According to Kevin Roberts, director of economic and market intelligence at CarGurus, the math on nearly new used cars is hard to ignore right now. Perhaps that’s one big reason why a 2026 report from CarGurus showed sales of nearly new used vehicles (two years old or younger) jumped nearly 24% year-over-year in the first quarter.

But are nearly new vehicles are good investment for retirees? Read on below to find out.

Available at Good Prices

“The median list price for a two-year-old used car is roughly $30,000, compared to about $46,000 for new, a discount of roughly 35%,” Roberts noted. “And if your budget is under $30,000, the new car market has largely moved on without you.

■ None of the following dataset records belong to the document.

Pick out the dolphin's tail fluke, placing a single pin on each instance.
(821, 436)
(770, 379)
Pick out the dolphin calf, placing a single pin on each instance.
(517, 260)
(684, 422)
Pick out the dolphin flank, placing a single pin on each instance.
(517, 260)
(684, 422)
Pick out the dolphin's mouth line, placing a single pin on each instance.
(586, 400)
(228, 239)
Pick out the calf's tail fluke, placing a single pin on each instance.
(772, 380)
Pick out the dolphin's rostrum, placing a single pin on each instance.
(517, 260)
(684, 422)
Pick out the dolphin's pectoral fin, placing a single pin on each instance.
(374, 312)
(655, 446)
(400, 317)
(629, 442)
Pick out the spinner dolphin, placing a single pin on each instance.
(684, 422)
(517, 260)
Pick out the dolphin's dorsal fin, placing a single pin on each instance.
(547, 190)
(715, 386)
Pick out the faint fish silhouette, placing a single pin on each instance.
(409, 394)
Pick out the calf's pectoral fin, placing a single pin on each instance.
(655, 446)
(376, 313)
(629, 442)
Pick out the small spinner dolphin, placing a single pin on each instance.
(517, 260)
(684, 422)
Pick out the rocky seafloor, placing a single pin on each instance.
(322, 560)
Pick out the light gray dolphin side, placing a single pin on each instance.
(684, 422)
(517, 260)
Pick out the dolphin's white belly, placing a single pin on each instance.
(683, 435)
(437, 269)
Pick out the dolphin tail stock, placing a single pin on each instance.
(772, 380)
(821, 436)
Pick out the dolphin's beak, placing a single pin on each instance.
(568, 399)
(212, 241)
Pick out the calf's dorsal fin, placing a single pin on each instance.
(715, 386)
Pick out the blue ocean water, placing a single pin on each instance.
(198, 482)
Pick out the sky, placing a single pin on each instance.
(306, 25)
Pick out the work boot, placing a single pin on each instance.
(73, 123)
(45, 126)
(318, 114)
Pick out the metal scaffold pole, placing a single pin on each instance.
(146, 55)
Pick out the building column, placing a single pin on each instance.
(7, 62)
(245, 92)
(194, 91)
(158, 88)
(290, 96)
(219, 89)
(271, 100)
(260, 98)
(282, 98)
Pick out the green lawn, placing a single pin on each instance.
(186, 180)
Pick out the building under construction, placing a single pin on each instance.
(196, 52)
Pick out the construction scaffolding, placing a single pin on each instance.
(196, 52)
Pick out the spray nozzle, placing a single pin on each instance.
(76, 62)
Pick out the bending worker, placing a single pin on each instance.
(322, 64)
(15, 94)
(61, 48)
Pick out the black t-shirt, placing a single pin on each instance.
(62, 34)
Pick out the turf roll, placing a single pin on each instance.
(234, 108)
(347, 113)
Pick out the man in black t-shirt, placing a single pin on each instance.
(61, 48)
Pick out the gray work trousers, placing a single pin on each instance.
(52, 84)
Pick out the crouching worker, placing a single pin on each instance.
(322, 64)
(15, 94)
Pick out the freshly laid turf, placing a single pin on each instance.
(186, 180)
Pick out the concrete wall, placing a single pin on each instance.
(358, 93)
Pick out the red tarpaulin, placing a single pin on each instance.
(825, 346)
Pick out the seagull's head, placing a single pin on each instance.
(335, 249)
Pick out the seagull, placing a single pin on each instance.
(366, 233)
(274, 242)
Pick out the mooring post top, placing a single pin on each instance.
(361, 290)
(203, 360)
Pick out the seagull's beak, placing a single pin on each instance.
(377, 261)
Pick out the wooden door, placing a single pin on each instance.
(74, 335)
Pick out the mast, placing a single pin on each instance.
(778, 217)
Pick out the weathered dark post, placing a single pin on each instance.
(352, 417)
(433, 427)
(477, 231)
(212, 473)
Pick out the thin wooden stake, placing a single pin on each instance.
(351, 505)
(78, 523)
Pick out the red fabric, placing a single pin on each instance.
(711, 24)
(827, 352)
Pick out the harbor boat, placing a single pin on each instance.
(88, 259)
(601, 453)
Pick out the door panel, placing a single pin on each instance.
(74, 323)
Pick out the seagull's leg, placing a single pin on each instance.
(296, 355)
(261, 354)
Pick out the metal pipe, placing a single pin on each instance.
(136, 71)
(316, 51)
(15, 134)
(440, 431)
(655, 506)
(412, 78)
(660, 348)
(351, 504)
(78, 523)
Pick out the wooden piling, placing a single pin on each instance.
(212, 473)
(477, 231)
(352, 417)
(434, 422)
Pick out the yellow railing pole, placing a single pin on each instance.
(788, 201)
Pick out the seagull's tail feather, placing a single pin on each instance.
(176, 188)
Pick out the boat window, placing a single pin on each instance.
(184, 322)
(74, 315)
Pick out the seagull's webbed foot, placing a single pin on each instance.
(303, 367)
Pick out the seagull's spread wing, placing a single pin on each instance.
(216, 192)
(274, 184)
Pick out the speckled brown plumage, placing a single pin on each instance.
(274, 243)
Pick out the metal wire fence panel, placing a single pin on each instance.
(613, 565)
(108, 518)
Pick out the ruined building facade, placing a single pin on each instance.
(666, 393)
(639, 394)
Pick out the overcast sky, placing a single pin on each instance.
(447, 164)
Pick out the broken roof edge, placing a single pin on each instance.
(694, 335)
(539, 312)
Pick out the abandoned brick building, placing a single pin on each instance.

The share of new vehicles available at that price point has dropped 60% in just five years.”

Feature Modern Safety and Low-Mileage Options

But Roberts added that a one- or two-year-old used car in that range gets you a current-generation model with low mileage and modern safety tech — and someone else has already absorbed the steepest depreciation hit.

Avoid the ‘New Car Premium’

Andrew Lokenauth, founder of the blog Fluent in Finance, said buying a car that’s about two years old is one of the smartest financial moves a retiree can make

“A new car loses roughly 20% of its value the moment it leaves the lot and by year two, that depreciation curve flattens out,” he said. “You’re letting someone else absorb that hit. On a $40,000 vehicle, that’s [over] $8,000 in value that just vanishes for the original buyer.” 

When Lokenauth worked in banking and saw how retirees handled fixed incomes, he said the ones who stretched their dollars the furthest were the ones who stopped paying the “new car premium” and started letting depreciation work in their favor instead of against them.